“Our results are in agreement with model forecasts, which predict that the frequency of tropical cyclones will decrease in the Australian region due to climate change,” Jordahna Haig of James Cook University, Australia told environmentalresearchweb. “The expectation is that while the total frequency may decrease, the intensity of tropical cyclones will increase.”

While models suggest that these changes will occur mid to late this century, Haig and colleagues’ study suggests the decline in cyclone frequency has already begun. “We cannot be sure that the decrease in tropical cyclone activity highlighted in our study is due to climate change, but nonetheless our results are mirroring these model forecasts,” said Haig.

To create the cyclone activity index, the team examined two cylindrical stalagmites, from caves in Queensland and Western Australia. Rainfall from cyclones contains relatively little heavy oxygen so analysing the oxygen isotope ratio of calcite in stalagmites can reveal the extent of cyclone activity.

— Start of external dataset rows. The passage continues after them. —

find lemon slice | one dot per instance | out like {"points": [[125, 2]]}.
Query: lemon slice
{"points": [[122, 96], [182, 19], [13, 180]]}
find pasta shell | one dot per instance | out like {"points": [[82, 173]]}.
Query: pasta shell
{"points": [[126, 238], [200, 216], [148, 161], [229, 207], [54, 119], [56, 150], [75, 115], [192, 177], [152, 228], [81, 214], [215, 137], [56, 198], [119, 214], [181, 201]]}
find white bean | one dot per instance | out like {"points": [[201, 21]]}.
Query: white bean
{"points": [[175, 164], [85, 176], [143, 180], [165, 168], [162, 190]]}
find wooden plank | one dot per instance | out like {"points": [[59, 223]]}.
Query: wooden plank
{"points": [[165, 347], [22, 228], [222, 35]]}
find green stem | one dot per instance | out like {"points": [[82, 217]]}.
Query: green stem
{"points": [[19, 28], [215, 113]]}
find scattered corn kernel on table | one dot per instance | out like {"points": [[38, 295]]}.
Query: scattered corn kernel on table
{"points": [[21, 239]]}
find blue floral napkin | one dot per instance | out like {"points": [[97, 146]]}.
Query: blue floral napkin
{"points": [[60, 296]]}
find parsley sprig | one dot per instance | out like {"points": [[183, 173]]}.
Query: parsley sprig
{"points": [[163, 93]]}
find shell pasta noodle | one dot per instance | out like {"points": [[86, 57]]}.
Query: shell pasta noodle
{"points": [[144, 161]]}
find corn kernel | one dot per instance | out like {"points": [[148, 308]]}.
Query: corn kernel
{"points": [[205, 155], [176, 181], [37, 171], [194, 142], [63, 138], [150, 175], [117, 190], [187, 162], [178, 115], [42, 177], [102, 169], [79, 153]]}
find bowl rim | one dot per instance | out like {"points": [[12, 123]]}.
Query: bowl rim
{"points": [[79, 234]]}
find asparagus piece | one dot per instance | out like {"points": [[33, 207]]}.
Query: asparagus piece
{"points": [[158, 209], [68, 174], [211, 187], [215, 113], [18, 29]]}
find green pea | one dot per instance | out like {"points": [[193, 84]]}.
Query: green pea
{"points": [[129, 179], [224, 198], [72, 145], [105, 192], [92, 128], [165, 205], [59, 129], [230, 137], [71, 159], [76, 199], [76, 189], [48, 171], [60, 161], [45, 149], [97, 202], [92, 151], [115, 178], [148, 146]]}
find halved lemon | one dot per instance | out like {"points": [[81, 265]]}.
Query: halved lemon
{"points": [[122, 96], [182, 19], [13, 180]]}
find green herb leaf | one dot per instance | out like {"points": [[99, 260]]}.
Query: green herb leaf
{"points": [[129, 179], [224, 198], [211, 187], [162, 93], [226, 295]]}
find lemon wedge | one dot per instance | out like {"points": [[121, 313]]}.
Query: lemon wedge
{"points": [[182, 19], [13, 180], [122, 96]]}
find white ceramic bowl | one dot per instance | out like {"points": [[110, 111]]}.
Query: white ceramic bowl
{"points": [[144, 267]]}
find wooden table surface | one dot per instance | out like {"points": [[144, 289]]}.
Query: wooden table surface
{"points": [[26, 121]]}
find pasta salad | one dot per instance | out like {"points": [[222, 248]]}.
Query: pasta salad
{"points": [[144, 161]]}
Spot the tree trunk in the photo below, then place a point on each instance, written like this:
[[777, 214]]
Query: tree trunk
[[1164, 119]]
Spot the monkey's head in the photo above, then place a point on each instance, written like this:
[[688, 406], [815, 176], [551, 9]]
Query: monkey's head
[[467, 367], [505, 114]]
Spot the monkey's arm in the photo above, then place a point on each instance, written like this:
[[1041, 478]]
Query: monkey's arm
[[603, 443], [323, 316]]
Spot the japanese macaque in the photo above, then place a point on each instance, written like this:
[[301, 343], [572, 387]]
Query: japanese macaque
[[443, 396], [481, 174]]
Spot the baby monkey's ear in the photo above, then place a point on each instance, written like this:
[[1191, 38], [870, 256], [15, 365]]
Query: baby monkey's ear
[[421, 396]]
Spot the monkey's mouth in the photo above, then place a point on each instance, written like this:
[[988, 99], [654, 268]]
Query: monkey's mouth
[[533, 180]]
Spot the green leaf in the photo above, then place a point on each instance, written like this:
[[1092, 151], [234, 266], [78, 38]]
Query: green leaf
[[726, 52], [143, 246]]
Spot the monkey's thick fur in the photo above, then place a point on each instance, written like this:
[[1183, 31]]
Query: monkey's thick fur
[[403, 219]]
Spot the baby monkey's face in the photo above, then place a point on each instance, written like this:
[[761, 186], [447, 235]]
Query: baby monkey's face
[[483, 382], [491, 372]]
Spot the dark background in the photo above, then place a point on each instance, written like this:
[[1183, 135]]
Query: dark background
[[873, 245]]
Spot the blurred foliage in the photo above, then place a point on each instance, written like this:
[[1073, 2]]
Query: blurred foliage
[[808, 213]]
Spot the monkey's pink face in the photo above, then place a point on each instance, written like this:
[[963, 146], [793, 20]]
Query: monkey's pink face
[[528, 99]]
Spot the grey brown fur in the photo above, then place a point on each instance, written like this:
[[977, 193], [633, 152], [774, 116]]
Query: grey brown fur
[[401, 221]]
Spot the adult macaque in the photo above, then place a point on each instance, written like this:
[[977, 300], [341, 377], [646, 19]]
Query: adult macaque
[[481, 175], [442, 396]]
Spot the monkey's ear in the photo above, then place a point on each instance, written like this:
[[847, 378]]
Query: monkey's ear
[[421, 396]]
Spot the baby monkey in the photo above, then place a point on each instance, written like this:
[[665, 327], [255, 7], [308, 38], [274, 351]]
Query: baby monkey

The team then compared the oxygen isotope ratio for each year’s wet season from 1990 to 2010 with a cyclone activity index of the average accumulated energy expended, based on factors such as number of cyclones, cyclone strength, size and time on storm track. The two correlated well, enabling the team to calculate the cyclone activity index from stalagmite data for the past 700 or 1500 years, depending on the stalagmite.

“Recent works have shown that stalagmites from tropical regions do in fact record individual tropical cyclone events within the chemistry of their annually deposited layers, but until now it was not possible to quantify this information,” said Haig. “By calibrating these modern deposits with instrumental records of actual events using this index we can provide a meaningful measure of activity at an annual resolution over thousands of years.”

The index revealed that the current low levels of storm activity on the mid-west and north-east coasts of Australia are unprecedented over the past 550 to 1500 years. Cyclones in the region appear to have a multi-century cycle, with the most recent one starting around 1700 AD.

“Our results indicate that the underlying assumption that the short instrumental record is a true reflection of longer-term tropical cyclone behaviour is incorrect,” said Haig.

The analysis provides “one seamless index which combines both instrumental and prehistorical tropical cyclone records”, according to Haig. “This brings with it the ability to more accurately analyse long-term trends in tropical cyclone behaviour.”

The trends in Australia are in stark contrast to those in the Northern Hemisphere, where tropical cyclones have increased in frequency and destructiveness since 1970 in the Atlantic Ocean and western North Pacific.

“As new methods provide new opportunities we plan to examine further linkages between tropical cyclone activity and other climate indices and ways in which this new index could be incorporated into climate or forecasting models,” said Haig.

The team reported the results in Nature.